Petersen remained the principal spokesman for the Hells Angels, although he proved to be loath taking unscripted questions from journalists as time went on. Petersen refused a request for an interview from the journalists Julian Sher and William Marsden, saying in an email: "No matter what I say, it always gets mixed up with dead babies". In a letter to the Ottawa Citizen, Petersen wrote that the Hells Angels were not a criminal organization, saying that being an Angel "is a fun and adventurous life that appeals to many...Bike clubs keep one young at heart. The Hells Angels and the biker sub-culture represent freedom and individuality...In a multicultural society such as ours, it is my opinion that no one person or group could possibly dominate the drug culture. Criminality is not a prerequisite to becoming a member. If a member engages in a criminal act he does so under his own volition and is subject to the laws of the land". Sher and Marsden mocked Petersen for this statement, writing in response: "After all, the local president of a Kiwanis Club or a local cycling team would hardly think there were even enough criminals in his or her group to spell out the rule that the crimes they committed were on their own time". In 2002, Petersen went to the Hells Angels' Canada Run hosted by Gerald Ward and was confronted in a hotel lobby in Niagara Falls by Sher and Marsden. He refused their request for an interview, saying: "Naw, I have nothing to say. Every time I talk to the media, it gets twisted". Petersen told the media that "as for drug shipments coming into Ontario, it's not been the Hells involved. Sher and Marsden noted that the secretary of Petersen's downtown Toronto chapter, Thomas Craig, was convicted of drug charges as a result of Project Shirlea.

On 8 April 2006, Petersen was asked by Peter Edwards, the crime correspondent of The Toronto Star, if the Hells Angels had anything to do with the Shedden massacre. Petersen in response was highly dismissive of the "Shedden 8" victims, saying: "One of the reasons we [Hells Angels and Bandidos] don't travel in the same social circles is that they don't have two nickels to rub together. There's nothing to take...None of them [the victims] had any prospect of being Hells Angels. Certainly, there were no overtures from this side...We never approached people to become members. People approach us".

The police informer David Atwell who knew Petersen well wrote: "...Donny is an eloquent speaker who can skillfully articulate his positions in just about any debate, even if he can fall into blatant narcissism from time to time". Petersen stood out in the Hells Angels in never having a criminal record. Atwell described Petersen as "...polite and well spoken... He didn't seem to espouse the virulent racism that was commonplace with bikers, he didn't seem to swear at all, and I never saw him stoned". Atwell called Petersen "a quick study and very smart".
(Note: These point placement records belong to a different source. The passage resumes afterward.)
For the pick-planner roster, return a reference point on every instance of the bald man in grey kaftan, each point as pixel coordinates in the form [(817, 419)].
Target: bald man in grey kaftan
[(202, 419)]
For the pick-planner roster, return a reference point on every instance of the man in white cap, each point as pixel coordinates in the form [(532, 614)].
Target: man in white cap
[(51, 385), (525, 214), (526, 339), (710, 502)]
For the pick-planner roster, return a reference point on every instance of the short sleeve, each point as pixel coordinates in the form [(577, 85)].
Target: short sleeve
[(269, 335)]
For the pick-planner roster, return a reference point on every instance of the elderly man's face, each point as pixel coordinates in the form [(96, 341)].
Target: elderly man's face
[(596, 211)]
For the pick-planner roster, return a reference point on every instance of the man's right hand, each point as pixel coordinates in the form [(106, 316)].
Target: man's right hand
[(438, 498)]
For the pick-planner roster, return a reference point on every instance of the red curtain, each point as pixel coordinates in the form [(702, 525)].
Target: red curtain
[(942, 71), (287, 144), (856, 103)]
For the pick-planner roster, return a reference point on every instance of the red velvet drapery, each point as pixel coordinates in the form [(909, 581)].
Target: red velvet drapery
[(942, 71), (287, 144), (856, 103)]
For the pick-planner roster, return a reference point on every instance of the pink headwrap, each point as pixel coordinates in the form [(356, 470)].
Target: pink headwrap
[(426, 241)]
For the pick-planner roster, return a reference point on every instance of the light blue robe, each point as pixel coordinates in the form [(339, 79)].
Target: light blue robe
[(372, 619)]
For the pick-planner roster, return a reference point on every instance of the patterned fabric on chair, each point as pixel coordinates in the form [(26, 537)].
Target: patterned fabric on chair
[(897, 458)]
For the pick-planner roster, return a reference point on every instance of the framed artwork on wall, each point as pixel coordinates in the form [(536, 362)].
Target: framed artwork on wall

As a man with no criminal record, Petersen was able to travel to the United States, Australia, and Europe, becoming the principal liaison between the Canadian Hells Angels and those elsewhere. Petersen stated: "There are European countries where we are literally looked on as gods. In Scandinavia we're revered, feared". Atwell stated that Petersen had an encyclopedic knowledge of motorcycles, writing that he knew more about motorcycles than anyone else he had ever met. Atwell stated that he never saw Petersen break any laws, through his police handlers believed that Petersen was guilty of "facilitating crime". Petersen's high-profile with the Toronto media made the police especially determined to have him convicted. In 2006, Petersen was charged as a result of Project Tandem due to the information provided by the informer Steven Gault, but the charges were dismissed. A number of Hells Angels were convicted as a result of Project Develop as the sting operation associated with Atwell was known, but Petersen was not one of those charged as Atwell failed to record Petersen doing anything illegal with the wire he was wearing. One policeman disagreed with the claims that Petersen was a law-abiding citizen, telling Langton: "He used to be one of the most badass bikers in Ontario. He just remade himself and revised his personal history." After Stadnick was convicted in 2004, Petersen emerged as one of the Angels principle Canadian leaders. Petersen told the media: "I'm not a criminal-never have been, never will be. So why should I be treated differently from anyone else? I'm not say we're all angels. We get unjustly accused of a lot of stuff. Society needs whipping boys". Petersen claimed that the Ontario Hells Angels had no connection to the Quebec Hells Angels, but Sher and Marsden wrote that he was lying as a number of trials and convictions showed that the Ontario chapters purchased their drugs from the Quebec chapters.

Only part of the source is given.